Published online by Cambridge University Press: 17 January 2023
‘Cuð is gehwilcum menn
þæt þis lif is geswinc-ful and on swate wunað.
þis lif bið alefed on langsumum sarum
and on hætum ofþefod and on hungre gewæht
mid mettum ge-fylled and modig on welum
mid hafen-leaste aworpen and ahafen þurh iugoðe,
mid ylde gebiged and to-bryt mid seocnysse
mid unrotnysse fornumen and geangsumod þurh cara.’
[‘It is known to every man that this life is full of hardship and it dwells in sweat. This life is given over to long-lasting pains and dried up by heat, weakened by hunger, filled with food, made proud by wealth, degraded by poverty, raised up by youth, bowed down by old age, broken down with sickness, overwhelmed with sadness and afflicted by sorrows.’]
With these words, St Cecilia in Ælfric’s rendition of her vita sums up how everyone will suffer from pain, heat, hunger, poverty, sorrow and old age. Since these factors affect everyone in this life, Cecilia maintains, everyone should want to be a Christian and attain Heaven, where such things are absent.

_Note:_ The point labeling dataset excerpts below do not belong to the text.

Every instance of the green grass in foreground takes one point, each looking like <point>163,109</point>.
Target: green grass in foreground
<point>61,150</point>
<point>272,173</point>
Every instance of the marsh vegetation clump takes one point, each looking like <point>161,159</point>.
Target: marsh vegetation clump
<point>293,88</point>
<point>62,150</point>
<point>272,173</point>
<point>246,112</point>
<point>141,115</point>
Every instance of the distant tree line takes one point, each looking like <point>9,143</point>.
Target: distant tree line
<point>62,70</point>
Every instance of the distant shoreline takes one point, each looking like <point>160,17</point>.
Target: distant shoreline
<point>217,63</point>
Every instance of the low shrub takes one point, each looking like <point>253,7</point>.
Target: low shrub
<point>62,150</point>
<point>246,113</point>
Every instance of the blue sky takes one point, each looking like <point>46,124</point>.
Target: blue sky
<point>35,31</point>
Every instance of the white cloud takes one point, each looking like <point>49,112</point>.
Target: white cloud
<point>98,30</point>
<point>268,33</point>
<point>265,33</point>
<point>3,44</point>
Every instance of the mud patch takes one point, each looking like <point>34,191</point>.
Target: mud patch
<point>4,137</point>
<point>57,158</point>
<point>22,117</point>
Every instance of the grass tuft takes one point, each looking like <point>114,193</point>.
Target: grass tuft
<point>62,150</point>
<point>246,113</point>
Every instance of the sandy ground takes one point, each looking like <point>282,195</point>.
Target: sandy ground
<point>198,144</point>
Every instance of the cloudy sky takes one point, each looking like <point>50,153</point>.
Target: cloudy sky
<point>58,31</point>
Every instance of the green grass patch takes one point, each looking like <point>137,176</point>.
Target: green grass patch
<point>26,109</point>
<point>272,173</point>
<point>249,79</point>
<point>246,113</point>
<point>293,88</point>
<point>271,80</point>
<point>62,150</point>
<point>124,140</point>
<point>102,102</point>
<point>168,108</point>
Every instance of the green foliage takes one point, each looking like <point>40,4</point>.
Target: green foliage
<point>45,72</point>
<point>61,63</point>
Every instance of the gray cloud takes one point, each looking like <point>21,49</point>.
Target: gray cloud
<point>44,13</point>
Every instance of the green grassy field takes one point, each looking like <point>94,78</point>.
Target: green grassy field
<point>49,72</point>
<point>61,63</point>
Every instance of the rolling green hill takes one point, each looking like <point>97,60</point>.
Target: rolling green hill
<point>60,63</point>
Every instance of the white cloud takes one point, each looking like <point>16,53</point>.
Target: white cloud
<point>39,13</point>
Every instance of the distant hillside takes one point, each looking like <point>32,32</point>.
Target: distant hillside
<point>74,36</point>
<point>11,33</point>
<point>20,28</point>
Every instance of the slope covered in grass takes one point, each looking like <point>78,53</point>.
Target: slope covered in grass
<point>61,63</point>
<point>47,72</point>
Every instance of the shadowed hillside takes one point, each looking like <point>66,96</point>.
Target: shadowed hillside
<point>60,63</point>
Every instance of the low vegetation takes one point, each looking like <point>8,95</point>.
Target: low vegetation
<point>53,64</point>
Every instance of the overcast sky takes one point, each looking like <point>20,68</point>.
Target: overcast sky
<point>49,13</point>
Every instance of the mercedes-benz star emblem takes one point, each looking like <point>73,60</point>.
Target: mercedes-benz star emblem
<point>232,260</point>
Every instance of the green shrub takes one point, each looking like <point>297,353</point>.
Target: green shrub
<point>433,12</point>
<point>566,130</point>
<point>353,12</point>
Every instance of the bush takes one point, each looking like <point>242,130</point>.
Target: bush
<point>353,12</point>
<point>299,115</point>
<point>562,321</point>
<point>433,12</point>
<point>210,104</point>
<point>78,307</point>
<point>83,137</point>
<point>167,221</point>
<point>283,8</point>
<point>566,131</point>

Naturally, old age did not affect everyone in equal measure and much depended on a person’s way of life, occupation and social standing. After the discussion of the general merits and drawbacks of old age in chapters 2 and 3, the present chapter and the three following take into account some of these more specific parameters. These four chapters show how old age affected the lives and representations of four specific groups: saints, warriors, kings and women, respectively. How were older members of these groups portrayed in the cultural record, and what does this reveal about the expected roles of the elderly in Anglo-Saxon England? Since the representation of a person’s old age is also influenced by the conventions and traditions of the particular text type in which their lives were recorded, due attention will also be given to the nature of the source material used in each chapter.
Anglo-Saxon hagiography
The lives and deeds of saints were chronicled in hagiography. This genre enjoyed great popularity in the Anglo-Saxon period; around a hundred saints’ lives survive in Old English and still more in Latin.